Эсуги показалось, что хозяин бьет ее этими вещами по глазам. Фигуры Юсэка и Хэ Пхари расплылись, как в замутневшем колодце. С подноса скатились на пол бутылки и чашечки, выпал из рук поднос.
– Тебе не нравятся наряды? – спросил ювелир. – Уверяю – ценнее этих вещей нет в нашем городе. Ты надень платье и взгляни на себя в зеркало! Сам священник упадет к твоим ногам!
В Юсэке словно что-то оборвалось. Еще минуту назад на всей земле не было человека счастливее, чем он. И вдруг все исчезло и потонуло во мгле, словно угасло солнце.
Он попятился к двери.
– Юсэк, это неправда! – вырвалось у Эсуги. – Это неправда! Неправда!

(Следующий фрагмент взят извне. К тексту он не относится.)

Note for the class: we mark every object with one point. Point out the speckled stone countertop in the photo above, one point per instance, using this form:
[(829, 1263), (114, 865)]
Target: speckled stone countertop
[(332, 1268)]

Он обернулся, сказал подавленно:
– Не хотел я верить…
Подбежав к Хэ Пхари и впервые глянув на него дерзко, Эсуги спросила:
– Разве я просила вас покупать эти вещи?
– Я еще не сошел с ума, чтобы без всякого на то согласия выкинуть столько денег! – сказал Хэ Пхари, нахмурившись.

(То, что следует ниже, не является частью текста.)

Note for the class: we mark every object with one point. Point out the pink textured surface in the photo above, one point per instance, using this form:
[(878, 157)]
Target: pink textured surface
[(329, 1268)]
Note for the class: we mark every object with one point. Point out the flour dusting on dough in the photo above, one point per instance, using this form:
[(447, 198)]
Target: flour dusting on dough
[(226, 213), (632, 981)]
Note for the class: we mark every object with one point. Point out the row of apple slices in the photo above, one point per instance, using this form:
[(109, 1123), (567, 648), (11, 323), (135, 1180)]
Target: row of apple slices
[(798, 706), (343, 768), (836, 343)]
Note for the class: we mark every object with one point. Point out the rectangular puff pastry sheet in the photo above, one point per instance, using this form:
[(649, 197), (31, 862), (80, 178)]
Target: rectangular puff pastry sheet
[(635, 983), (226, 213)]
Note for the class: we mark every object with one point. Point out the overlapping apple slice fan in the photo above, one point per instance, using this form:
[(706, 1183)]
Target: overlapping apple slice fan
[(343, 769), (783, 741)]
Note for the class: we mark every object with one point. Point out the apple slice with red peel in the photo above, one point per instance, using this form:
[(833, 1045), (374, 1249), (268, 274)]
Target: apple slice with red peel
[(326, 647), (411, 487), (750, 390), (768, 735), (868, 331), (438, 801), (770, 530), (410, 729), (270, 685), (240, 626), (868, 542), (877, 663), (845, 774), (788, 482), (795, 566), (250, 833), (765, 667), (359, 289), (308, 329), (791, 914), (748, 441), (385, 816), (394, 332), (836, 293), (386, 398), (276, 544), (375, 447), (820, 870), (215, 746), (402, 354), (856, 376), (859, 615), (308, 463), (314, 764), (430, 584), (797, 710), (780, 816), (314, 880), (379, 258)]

– Я не просила… Я никогда не надену это платье.
Оставаясь спокойным, Хэ Пхари ответил:
– Не пойму, отчего ты, Эсуги, огорчилась. Возможно, тебя смутил этот молодой человек. Но теперь поздно что-то менять. Тем более, что твоя мать дала согласие. – Он повернулся к Юсэку. – А вам, рикша, лучше оставить мой дом.
– Конечно, конечно, – забормотал Юсэк. – Глупый рикша мечтал увезти Эсуги на своей тачке. Разве можно обижаться, если человек хочет ездить в лимузине. Если…
Не договорив, он быстро пошел к выходу. Эсуги бросилась за ним, но Хэ Пхари задвинул перед нею дверь.
– Пустите меня! – взмолилась Эсуги. – Прошу вас, пустите…
– Ты погорячилась, девочка, – сказал Хэ Пхари, придерживая дверь. – Но быстро остынешь, если подумаешь о бедной омони.
– Я все равно уйду, – промолвила Эсуги, бессильно опустив руки. – Уйду к Юсэку.
– Ради бога! – воскликнул Хэ Пхари и, раздвинув двери, показал рукой на калитку: – Иди. Беги за этим жалким человеком, который так легко ушел. Ты еще глупый ребенок. Когда-нибудь узнаешь, что в мире слез гораздо больше, чем улыбок. Но когда ты увидишь этот мир глазами янбани, поймешь его прелести. Небо одарило тебя красотой не для того, чтобы она завяла в лачуге. Не я, а небо дарит тебе счастье.
Зная свою власть над этим маленьким существом, Хэ Пхари старался быть сдержанным. Много красавиц повидал он в свое время, – были такие, что сразу же признавались ему в своих чувствах. Упрямство других склонялось перед его щедростью. Он их плохо помнил. Их лица походили друг на друга, как маски театра Кабуки. А Эсуги? Она соткана из прозрачного тонкого шелка. Ее юное лицо, открытые, ясные глаза сияли такой чистотой, какую способны излучать только настоящие, без примесей, алмазы. Он любил ее и боялся всего, что могло бы помешать женитьбе.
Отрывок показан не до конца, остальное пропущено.